Dass die SPÖ viele Jahrzehntelang ein ungeklärtes Verhältnis zwischen Wien und Bundesländern mit sich herträgt, ohne es lösen, reformieren oder verbessern zu können, kann man als Bestätigung betrachten von Duvergers Spruch. Die britische Labour Party musste 5 Wahlniederlagen en suite einstecken, bevor sie einen Ruck in die Mitte tat und Tony Blair zum Spitzenkandidaten machte.

Der Konflikt zwischen Rendi-Wagner und Doskozil geht potenziell weiter als Streit um Wahlverfahren. Während Rendi-Wagner eine Parteitagswahl bevorzugt, weil sie dort bessere Chancen hat, zu gewinnen, bevorzugt Doskozil eine Mitgliederurabstimmung oder eine Entscheidung basierend auf Umfragen, weil er sich dort bessere Chancen erhofft, durchaus zu Recht.

Eine weitere Möglichkeit bleibt offen, nämlich eine an den US-Demokraten orientierte Parteitagswahl mit Superdelegierten, also Delegierten mit vielfachem Stimmgewicht. Apropos USA: dort ist es üblich, dass die verschiedenen Kandidaten oder -innen sich bei den Vorwahlen scharf oder überscharf kritisieren, sich hingegen hinterher für die Hauptwahlen wieder versöhnen; oft wird diese Versöhnung auch dadurch ausgedrückt, dass der Gewinner nach der Schlammschlacht den Verlierer (oder die Verliererin) in die Regierung aufnimmt, so wie Obama Hillary Clinton als Aussenministerin in die Regierung aufnahm.

Es ist traditionell bei Links-Parteien oder Mitte-Links-Parteien so, dass diejenigen Kandidaten, die innerparteilich gewinnen, keine Chance auf Bundesebene haben. Ein Beispiel dafür war Labour-Vorsitzender Jeremy Corbyn, der zwar innerparteilich rauschende Siege feierte, aber bei der Parlamentswahl gegen Boris Johnson kläglich scheiterte. Und zum Ausgleich dieses traditionellen Konflikts zwischen Parteiwillen und Volkswillen haben die US-Demokraten die Superdelegierten eingeführt, um nicht ständig zu verlieren, nur weil die Parteibasis jemanden bevorzugt, der auf der höchsten Ebene keine Chance hat.

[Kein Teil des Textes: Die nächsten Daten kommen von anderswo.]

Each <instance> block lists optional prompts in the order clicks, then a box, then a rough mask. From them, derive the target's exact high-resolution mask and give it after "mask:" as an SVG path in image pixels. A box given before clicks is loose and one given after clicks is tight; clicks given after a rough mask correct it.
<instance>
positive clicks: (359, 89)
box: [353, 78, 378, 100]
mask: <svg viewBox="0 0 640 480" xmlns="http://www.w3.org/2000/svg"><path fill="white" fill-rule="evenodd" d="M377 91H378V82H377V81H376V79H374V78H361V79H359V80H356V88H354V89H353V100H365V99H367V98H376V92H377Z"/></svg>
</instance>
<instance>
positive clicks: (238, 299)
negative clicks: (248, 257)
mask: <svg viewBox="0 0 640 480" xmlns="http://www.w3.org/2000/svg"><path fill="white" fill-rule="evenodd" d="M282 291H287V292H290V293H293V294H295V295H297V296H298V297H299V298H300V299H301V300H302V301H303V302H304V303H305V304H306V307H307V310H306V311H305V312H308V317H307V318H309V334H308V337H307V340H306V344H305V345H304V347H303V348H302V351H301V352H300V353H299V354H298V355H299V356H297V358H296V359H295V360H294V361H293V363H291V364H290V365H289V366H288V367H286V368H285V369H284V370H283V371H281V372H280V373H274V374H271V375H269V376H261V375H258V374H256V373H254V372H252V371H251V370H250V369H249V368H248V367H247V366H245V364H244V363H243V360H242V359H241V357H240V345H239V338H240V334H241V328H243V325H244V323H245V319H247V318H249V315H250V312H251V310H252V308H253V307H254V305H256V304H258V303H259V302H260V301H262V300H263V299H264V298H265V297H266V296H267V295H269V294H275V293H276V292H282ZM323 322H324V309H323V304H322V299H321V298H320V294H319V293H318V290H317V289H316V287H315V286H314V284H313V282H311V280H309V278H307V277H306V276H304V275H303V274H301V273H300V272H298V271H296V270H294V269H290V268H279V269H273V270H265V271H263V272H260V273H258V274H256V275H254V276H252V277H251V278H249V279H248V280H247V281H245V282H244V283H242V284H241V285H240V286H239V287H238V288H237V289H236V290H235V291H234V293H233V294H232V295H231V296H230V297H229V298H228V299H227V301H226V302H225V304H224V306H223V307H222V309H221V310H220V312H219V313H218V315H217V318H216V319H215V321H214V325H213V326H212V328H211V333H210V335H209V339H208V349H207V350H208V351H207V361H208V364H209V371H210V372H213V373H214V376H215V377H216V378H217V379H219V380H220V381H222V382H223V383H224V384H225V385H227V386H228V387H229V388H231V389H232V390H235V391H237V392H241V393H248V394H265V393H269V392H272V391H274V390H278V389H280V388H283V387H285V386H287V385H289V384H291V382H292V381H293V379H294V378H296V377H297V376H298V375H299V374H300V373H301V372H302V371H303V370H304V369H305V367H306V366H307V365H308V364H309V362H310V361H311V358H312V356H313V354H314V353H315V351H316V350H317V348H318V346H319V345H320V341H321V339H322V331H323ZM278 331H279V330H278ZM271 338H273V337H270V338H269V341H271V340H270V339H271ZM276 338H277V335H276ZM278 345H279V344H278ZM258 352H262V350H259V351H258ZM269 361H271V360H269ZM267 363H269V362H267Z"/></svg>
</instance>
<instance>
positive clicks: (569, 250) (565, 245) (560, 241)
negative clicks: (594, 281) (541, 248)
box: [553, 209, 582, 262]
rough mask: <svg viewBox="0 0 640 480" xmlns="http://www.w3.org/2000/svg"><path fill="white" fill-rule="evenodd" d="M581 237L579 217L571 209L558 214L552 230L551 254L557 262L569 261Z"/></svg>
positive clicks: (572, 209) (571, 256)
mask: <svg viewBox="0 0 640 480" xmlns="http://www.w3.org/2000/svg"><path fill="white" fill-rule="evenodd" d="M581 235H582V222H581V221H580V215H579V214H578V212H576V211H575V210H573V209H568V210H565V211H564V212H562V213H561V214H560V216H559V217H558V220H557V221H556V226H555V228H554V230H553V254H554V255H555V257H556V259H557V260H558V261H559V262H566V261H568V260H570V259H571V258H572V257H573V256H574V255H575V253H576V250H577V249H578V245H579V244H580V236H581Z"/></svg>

Bei der SPÖ ist diesmal aber auch dieser Weg verbaut, weil keine Tradition und keine Einigkeit darüber besteht, wer Superdelegierter mit mehrfachem Stimmgewicht werden soll, und wer nicht.

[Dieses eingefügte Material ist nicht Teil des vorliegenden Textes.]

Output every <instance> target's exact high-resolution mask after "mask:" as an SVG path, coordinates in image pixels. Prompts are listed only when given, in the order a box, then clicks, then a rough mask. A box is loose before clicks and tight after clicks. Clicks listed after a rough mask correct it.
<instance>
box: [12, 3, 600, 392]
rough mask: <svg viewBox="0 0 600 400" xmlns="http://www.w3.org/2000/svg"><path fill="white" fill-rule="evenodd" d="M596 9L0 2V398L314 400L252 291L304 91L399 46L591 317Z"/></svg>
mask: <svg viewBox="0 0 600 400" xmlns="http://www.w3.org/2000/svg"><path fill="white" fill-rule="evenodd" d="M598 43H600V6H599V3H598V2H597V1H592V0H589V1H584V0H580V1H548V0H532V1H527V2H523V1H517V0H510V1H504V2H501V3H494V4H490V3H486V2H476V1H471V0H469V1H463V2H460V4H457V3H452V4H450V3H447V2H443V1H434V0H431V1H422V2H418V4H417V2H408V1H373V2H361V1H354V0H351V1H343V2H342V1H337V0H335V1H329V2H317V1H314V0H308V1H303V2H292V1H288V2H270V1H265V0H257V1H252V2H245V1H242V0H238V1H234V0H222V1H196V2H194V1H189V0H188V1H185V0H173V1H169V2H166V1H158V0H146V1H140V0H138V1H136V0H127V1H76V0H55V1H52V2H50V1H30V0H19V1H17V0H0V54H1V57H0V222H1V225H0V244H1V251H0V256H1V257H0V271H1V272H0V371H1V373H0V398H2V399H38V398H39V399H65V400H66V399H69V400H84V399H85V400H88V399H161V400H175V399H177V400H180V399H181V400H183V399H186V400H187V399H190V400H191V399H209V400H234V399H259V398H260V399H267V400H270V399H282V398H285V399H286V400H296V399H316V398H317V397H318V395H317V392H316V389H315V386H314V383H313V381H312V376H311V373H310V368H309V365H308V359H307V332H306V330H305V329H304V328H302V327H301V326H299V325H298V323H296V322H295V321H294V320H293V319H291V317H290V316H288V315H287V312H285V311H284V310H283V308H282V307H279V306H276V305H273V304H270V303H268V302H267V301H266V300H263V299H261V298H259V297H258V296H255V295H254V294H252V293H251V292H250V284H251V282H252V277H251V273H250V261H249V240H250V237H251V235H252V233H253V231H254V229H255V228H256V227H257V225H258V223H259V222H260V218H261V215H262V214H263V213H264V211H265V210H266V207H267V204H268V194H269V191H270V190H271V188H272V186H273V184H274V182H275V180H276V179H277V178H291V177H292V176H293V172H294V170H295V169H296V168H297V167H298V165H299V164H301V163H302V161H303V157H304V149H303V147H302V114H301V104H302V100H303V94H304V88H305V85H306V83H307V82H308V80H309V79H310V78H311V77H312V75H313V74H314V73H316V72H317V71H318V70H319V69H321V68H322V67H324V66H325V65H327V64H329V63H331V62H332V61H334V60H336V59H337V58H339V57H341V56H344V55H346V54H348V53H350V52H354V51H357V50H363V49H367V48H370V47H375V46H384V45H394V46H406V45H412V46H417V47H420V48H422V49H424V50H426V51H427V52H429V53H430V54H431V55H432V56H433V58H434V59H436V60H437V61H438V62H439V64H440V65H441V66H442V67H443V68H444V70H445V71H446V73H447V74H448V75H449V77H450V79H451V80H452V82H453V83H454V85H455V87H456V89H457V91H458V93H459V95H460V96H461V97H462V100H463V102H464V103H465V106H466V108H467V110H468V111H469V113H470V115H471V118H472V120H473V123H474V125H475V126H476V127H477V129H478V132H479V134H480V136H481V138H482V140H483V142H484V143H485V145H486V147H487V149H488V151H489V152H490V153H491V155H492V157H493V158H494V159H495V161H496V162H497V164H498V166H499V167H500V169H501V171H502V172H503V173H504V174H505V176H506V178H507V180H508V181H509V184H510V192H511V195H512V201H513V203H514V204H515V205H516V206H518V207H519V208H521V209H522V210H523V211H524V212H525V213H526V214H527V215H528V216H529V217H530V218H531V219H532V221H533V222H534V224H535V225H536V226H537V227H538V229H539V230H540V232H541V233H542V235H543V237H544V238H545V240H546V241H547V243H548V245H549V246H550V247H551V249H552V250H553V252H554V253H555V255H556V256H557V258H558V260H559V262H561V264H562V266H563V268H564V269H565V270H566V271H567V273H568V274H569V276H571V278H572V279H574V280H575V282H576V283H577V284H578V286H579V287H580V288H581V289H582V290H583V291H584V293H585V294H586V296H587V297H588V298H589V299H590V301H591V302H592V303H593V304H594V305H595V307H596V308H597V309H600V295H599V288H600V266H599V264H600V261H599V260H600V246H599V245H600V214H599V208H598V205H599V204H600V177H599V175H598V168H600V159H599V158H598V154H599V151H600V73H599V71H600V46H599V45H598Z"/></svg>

Der SPÖ-Bundesparteitagsbeschluss, auf keiner Ebene mit der FPÖ zu koalieren, scheint nach wie vor in Kraft zu sein, auch wenn der frühere Kanzler Kern (SPÖ) andachte, ihn aufzuheben, weil er die SPÖ abhängig von der ÖVP macht und sie der Möglichkeit einer "second source", einer zweiten Option beraubt (Die Second-Source-Theorie kommt eigentlich aus der Wirtschaft und besagt, dass man immer eine zweite potenzielle Quelle für Rohstoffe und Vorprodukte haben muss, um nicht durch die erste Quelle erpressbar zu sein)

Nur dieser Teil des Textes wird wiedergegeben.